Tek davası vardı Erbakan Hoca’nın; Milli Görüş.
Yılmadı.
Bu davası için tırnaklarıyla kazıyarak bir yerlere gelme çabasındaydı.
Partileri kapandı, asker onu hiç rahat bırakmadı.
Ama onun azmi hiçbir siyasetçide yoktu.
Son nefesine kadar siyaset yaptı.
Hataları oldu mu?
Tabii ki olmuştur.
O da bir insandı çünkü.
Ama biz şimdi bir merhumun arkasından kem konuşmayız.
Bizim kültürümüzde yoktur.
Çünkü sonuçta zalim değildi, gaddar değildi. Alnı secdeli bir siyasetçiydi.
Belki de Türk siyasetinin en efendi, en naif ve en zarif adamıydı.
Sözleriyle kimilerini üzüyordu ancak o özelliklerini yitirmiyordu.
Ben onun geçmişini anlatacak değilim.
Herkes gayet iyi biliyor.
Şunu belirtmek isterim; biz alnı secdeye değen kim olursa olsun ona rahmet okumak zorundayız.
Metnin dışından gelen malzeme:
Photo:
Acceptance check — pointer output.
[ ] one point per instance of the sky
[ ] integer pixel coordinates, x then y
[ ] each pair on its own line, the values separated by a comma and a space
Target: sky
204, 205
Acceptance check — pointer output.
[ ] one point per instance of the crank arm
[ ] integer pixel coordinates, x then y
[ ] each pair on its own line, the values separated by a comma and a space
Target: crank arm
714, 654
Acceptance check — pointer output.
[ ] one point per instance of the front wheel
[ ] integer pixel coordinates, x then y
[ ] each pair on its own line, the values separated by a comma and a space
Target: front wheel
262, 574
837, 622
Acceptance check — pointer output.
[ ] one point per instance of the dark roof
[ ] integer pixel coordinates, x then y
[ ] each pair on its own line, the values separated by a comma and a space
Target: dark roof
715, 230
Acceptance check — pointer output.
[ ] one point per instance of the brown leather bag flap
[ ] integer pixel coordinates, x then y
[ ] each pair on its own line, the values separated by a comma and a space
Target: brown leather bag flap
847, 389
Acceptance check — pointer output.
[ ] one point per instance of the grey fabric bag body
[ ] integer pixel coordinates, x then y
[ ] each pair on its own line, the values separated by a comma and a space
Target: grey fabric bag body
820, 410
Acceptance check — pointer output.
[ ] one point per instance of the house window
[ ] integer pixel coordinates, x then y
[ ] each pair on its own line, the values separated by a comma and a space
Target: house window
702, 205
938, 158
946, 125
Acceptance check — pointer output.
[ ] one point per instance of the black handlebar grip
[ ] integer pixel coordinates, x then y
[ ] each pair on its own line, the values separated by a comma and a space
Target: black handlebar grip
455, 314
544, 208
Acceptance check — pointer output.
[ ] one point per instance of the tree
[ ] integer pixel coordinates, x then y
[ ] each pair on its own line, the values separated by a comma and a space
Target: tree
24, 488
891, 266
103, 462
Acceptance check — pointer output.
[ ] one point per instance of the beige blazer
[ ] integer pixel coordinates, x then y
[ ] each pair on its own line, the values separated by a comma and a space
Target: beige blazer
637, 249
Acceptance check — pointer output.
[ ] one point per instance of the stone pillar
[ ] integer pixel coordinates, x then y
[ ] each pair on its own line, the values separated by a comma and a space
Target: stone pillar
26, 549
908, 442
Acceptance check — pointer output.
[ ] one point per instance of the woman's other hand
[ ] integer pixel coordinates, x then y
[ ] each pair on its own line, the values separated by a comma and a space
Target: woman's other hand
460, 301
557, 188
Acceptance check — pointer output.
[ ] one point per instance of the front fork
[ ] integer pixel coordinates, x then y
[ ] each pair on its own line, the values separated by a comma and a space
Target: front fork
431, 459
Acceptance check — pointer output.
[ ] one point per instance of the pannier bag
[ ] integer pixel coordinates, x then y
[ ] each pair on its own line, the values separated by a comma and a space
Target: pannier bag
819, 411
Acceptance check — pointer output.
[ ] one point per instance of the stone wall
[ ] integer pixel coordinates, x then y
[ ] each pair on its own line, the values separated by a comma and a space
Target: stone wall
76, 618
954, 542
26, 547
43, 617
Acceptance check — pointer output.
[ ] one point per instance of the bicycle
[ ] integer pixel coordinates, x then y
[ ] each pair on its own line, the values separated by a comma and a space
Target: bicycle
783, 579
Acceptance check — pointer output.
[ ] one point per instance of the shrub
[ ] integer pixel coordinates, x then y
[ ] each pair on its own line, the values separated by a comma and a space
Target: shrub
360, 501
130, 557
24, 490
Onu ilk Giresun’da görmüştüm. MHP ile birlikte seçime gittiklerinde Giresun’a mitinge gelmiştim.
Zaten o miting benim ilk ve son mitingimdi.
Her zamanki gibi geç gelmişti.
Hak da vermek gerekir siyasetçilere; o kadar yol kat ediyorlar.
Bir kez de İskenderpaşa’da bir düğün töreninde rastlamıştım.
O da oradan su içmiş ve oranın havasını teneffüs etmişti.
Rahmetli Mehmed Zahid Kotku Efendi’nin sohbetlerinde bulunmuşluğu vardı. Tıplı Turgut Özal gibi.
İskenderpaşa’nın havasını teneffüs edenler bir fark koymuşlardır ortaya.
O mübareğin tavsiyeleriyle hem Özal hem de Erbakan siyaset yaptılar ve Türkiye’ye bir şeyler kazandırmanın çabasındaydılar.
Siyasi rakipleri yalan yanlış haberler yaydı, iddialarda bulundu. Ona zamanında çok bir vakti kaç kere kılıyor dediler.
Hatta ona yobaz dediler, dalga geçtiler fakat bu onları hiç kaale almadı.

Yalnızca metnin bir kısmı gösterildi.